The officers were distracted, and the driver was watching the road, while Lopez was releasing his restraints, and then while he was "breaking out of the little cage he was in," Whitmire said.
25 News asked the state's most senior senator if the same key was used for the killer's restraints and the metal cage aboard the bus.
"Same key for both I understand," Whitmire said.
Officials with the Texas Department of Criminal Justice previously said the escaped killer used a makeshift knife to both cut his way through restraints and the cage on the bus.
Criminal charges could be filed against some of the inmates, Whitmire said.
"Lopez was the worst of the worst," and there were "huge mistakes made," Whitmire said.
Whitmire said the key hasn't been recovered and that either an inmate took it or that it was "lost in the shuffle."

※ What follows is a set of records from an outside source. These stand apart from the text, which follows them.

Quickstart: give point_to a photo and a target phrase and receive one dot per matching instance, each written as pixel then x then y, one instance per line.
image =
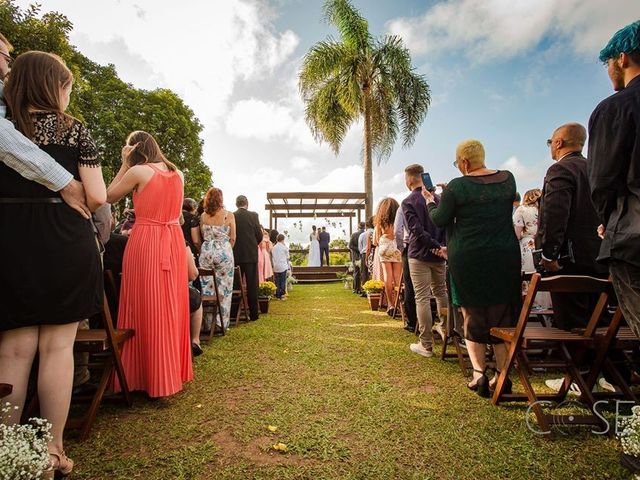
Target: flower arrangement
pixel 23 448
pixel 291 281
pixel 267 289
pixel 630 432
pixel 373 286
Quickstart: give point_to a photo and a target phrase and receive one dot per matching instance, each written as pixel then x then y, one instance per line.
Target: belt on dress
pixel 165 238
pixel 31 200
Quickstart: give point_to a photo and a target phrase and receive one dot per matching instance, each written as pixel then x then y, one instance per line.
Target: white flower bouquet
pixel 629 435
pixel 23 448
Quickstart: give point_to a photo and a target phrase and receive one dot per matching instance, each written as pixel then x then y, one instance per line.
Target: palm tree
pixel 360 77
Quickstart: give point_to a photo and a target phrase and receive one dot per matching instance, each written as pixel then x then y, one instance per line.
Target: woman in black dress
pixel 51 275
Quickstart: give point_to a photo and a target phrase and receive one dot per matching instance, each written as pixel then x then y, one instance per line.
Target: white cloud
pixel 200 49
pixel 259 119
pixel 501 29
pixel 527 176
pixel 301 163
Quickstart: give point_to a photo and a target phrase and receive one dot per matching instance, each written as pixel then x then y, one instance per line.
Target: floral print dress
pixel 217 253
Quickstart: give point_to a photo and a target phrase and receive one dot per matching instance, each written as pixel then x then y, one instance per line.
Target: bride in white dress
pixel 314 249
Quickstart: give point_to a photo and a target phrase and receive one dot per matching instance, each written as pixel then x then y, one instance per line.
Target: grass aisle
pixel 349 400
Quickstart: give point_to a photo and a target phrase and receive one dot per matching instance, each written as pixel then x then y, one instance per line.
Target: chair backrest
pixel 565 284
pixel 573 284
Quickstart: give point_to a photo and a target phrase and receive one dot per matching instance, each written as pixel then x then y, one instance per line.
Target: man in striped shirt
pixel 23 156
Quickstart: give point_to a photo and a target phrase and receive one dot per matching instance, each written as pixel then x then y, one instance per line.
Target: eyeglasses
pixel 8 58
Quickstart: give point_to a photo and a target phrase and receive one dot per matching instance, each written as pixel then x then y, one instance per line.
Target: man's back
pixel 566 213
pixel 614 172
pixel 248 236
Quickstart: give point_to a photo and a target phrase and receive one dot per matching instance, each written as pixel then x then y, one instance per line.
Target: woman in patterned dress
pixel 218 228
pixel 51 276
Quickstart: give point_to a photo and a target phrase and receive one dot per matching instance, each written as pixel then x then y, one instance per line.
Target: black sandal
pixel 481 387
pixel 508 384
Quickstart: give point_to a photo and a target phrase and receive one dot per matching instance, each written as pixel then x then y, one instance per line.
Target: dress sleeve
pixel 88 149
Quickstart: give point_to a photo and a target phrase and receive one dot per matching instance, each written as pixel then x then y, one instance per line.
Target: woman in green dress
pixel 483 254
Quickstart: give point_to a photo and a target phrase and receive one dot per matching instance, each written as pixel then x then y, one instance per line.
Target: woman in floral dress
pixel 218 228
pixel 525 222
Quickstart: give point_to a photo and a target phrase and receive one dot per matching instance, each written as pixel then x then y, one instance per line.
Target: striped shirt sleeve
pixel 24 156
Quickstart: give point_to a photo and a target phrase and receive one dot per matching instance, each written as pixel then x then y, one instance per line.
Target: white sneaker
pixel 439 328
pixel 420 350
pixel 556 383
pixel 604 385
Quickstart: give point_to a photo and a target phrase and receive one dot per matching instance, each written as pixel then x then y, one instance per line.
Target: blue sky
pixel 506 72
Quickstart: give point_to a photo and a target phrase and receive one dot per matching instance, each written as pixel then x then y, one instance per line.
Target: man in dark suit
pixel 324 238
pixel 567 224
pixel 355 257
pixel 245 250
pixel 614 170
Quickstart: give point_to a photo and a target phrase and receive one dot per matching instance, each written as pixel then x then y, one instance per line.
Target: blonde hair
pixel 532 197
pixel 35 82
pixel 472 151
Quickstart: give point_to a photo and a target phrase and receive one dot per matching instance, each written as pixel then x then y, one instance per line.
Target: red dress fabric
pixel 154 297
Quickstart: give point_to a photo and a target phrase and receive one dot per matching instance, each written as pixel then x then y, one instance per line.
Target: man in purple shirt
pixel 427 269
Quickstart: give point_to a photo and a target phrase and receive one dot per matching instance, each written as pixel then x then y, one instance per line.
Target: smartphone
pixel 426 181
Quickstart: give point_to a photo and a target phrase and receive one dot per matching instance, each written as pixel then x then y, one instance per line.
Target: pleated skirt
pixel 155 303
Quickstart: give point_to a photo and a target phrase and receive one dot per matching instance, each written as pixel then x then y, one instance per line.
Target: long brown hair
pixel 34 83
pixel 213 201
pixel 146 150
pixel 386 214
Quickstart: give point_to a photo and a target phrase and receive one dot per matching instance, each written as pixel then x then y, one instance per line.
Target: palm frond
pixel 328 120
pixel 352 26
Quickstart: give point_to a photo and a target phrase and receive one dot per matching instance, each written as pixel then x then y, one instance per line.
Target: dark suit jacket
pixel 324 238
pixel 566 213
pixel 353 245
pixel 248 236
pixel 423 233
pixel 614 172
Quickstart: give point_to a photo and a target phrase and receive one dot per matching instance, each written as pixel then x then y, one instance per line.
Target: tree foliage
pixel 109 107
pixel 361 77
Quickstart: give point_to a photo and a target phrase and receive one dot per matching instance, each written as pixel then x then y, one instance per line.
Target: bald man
pixel 567 223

On Wednesday, TDCJ spokesman Robert Hurst said: "There is an assumption that Lopez had some kind of sharp object to cut through the bus door (seen in these pictures) and a key to get out of his handcuffs."
“No evidence to this effect has ever been recovered either on the bus or during the search for him,” Hurst said.
A day earlier, Hurst said: "No one has been placed ‘on leave.' One officer is on an approved leave (he requested it) and the other officer is back at work."
Meanwhile, Whitmire said 2,000 inmates travel on the roads of Texas each day – half for medical-related reasons. The state of Texas has 98 prisons and 120,000 inmates.